キーボーディストが脱退し、代わりに前作でゲストだったヴァイオリニストがキーボード兼任で正式加入する。
このヴァイオリンの存在がなかなか大きく、そのせいか、サウンドは全体に若干ライトアンドスムース化。
これはフュージョン、ニューエイジ・ミュージックのようなニュアンスが加わった、いや、70 年代終盤に英国プログレ・バンドが向かったような音といったほうがいいのかもしれない。
ヘヴィなギターや歌い込む「濃い目」のポリッシュ・ヴォーカル、ヤクザなドラムスはそのままに、作風になめらかで清涼なテイストが加わっている。
もっとも、元がかなり暗いのでようやくフツウくらいの明るさだろう。
キーボードでサイケデリックな彫の深さを演出するのも巧みだが、本作の眼目は、前作で見せた現代ロックらしさを、これまでの陰鬱さではなく、キャッチーでリラックスした方向へ進めたことだろう。
ポーランドのグループは、なぜか売れ線への転向が自然で巧みであり、こちらもついフラフラとついていってしまう。
ただし、憂鬱にうつむく表情のどこかに危険な凶暴さを隠しているような不気味さはあり、中盤以降は、かなりの緊迫感が出てくる。
そして、クリアなアルペジオと南米風のキーボード・ストリングスが、突然オルガンの咆哮にすりかわるような瞬間や、ハードロック調のヘヴィなギター・リフをためらいなく叩きつけるところもある。
さらに、前作までのリスナーが、ところで KING CRIMSON はどこへいった?、と首をひねっていると、"DISCIPLINE" CRIMSON や U.K. 的な表現の取り込み含め、ちゃんと落とし前をつけている。
おそらく本作は、あるテーマ/コンセプト(曲名がそれぞれ、ヴィンセント・ヴァン・ゴッホ、サルバドール・ダリ、パブロ・ピカソになっており、この三人の画家の作品からインスパイアされた内容のようだ)という座標軸に沿って進むという約束事は維持するものの、音楽そのものは自由に振舞わせることを目指している。
その結果、元来プログレの魅力の一つである音楽百面相的な面白さが十分に発揮されている。
安定した演奏力を活かしたアプローチといえるだろう。
全体の雰囲気がとてもいい。70 年代終盤の Virgin Record の作品が好きな方にお薦め。

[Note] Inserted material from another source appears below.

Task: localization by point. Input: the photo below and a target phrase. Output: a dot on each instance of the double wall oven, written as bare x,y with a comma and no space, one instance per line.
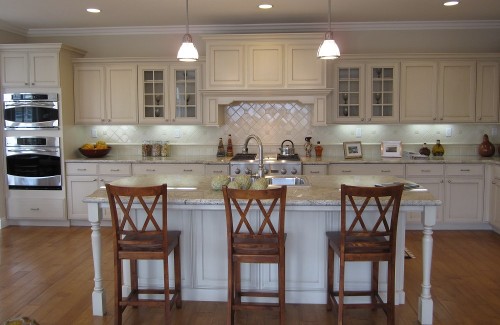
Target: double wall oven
32,142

5 曲目のメロトロン風の音は、おそらくギター・シンセサイザー。
9 曲目は、かなりカッコいいシンフォニック・インストゥルメンタル・チューン。
終曲のまとめによって、不思議な後味が残ります。
ヴォーカルはポーランド語。
(MMP CD 0350)
Damian Bydlinski | vocals, guitar, guitar synthsizer |
Janusz Tanistra | bass |
Mariusz Szulakowski | drums, percussions |
Krzysztof Maciejowski | violin, keyboards |
2006 年発表のアルバム「Spam」。
内容は、HR/HM ではないグランジ/オルタナ系へヴィ・プログレッシヴ・ロック、ややポスト・ロック風味、ヴァイオリン入り。
暗く憂鬱な表情、もしくは変拍子で叩きつける凶暴な表情とともに、繊細で穏やかな表現も巧みであり、薄暗いと思っていた周りにほのかに明かりが見えてくるような静かなドラマを構成している。
この雰囲気、おそらく「渋い」といえばいいのだろう。
そして、なんというか、展開が自然であり、男性的でハードな音のみならず意外なまでにジャジーでアダルトな場面やドラムブレイクも流れにぴったり収まっている。

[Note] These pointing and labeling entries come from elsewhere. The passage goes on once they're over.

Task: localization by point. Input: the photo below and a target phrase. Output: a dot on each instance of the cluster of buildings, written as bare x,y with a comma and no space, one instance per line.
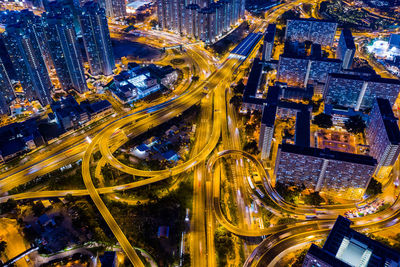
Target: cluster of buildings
140,81
70,114
346,247
113,8
304,73
203,20
21,137
35,46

ノイジーで牙を剥くようなギター・リフとヒステリックなヴァイオリンのからみ、また幾何学的なフレーズ反復など、KING CRIMSON への暗示的な言及は明らかだが、それに加えて、エモーショナルでスタイリッシュなヴォーカルの存在感、情念の炎で過激なパッションを炊きつけるような作風など、VAN DER GRAAF GENERATOR を連想させるところもある。
また、ギター・シンセサイザーだろうか、攻撃的なリフでギターとユニゾンするサックス系の音が非常にカッコいい。
鋭く弾けながらも硬い質感のリズム・セクションもいい。
後期 KING CRIMSON と同じく、4 ピースの締まった、安定感ある演奏によるコンテンポラリー・ハード・プログレの佳品である。
最終曲、救いの手を差しのべるようなバラードに上質のイタリアン・ロックと同じ希望を感じた。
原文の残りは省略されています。